Location
- Leninskij Prospekt 78 A, 119261 Moskova Moscow Russia
- Coordinates: 55°40′58″N 37°32′10″E﻿ / ﻿55.682693°N 37.53620990000002°E

Information
- Type: Finnish international school
- Established: 1965; 61 years ago
- Website: www.mossko.fi

= Moscow Finnish School =

The Moscow Finnish School (MFS, Moskovan suomalainen peruskoulu, MSP) is a Finnish-education private school in Lomonosovsky District, South-Western Administrative Okrug, Moscow, Russia, operated by Suomalainen Koulutusyhdistys ry (lit. 'Finnish Education Association'). The school uses Finnish as its language of instruction and has lower and higher educational stages.

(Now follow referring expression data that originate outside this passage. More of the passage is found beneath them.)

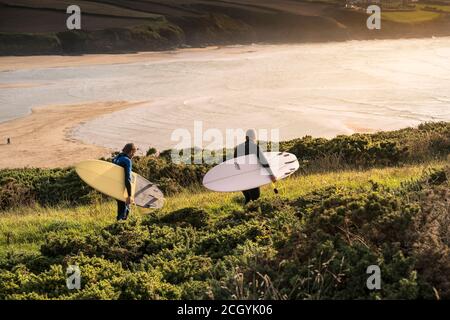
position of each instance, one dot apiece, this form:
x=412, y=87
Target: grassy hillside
x=312, y=240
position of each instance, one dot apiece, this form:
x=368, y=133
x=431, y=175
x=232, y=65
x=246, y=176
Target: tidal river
x=309, y=89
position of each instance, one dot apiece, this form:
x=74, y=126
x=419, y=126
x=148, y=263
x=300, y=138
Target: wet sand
x=43, y=139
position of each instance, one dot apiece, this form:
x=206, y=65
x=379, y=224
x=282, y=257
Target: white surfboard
x=246, y=172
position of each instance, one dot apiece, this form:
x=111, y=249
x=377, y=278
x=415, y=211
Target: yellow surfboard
x=109, y=179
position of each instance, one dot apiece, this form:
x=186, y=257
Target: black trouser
x=122, y=210
x=251, y=195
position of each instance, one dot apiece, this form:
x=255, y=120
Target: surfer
x=250, y=146
x=123, y=159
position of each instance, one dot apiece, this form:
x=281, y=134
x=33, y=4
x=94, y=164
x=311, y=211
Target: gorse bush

The school was founded in 1965. It moved to its current campus in 2003. It occupies 660 sqm of space on the third floor of its building, using it as classroom space. It shares the campus with the Moscow Japanese School, the Swedish School in Moscow, and the Scuola Italiana Italo Calvino (Italian school). The campus also has a dining hall, an indoor gymnasium, a technical classroom, a playing field that doubles as a skating rink in the winter, and outdoor athletic fields.

Most of the children have parents who work for the Embassy of Finland in Moscow and for Finnish companies. As of the 2007/2008 school year, there were 36 students in classes zero through nine.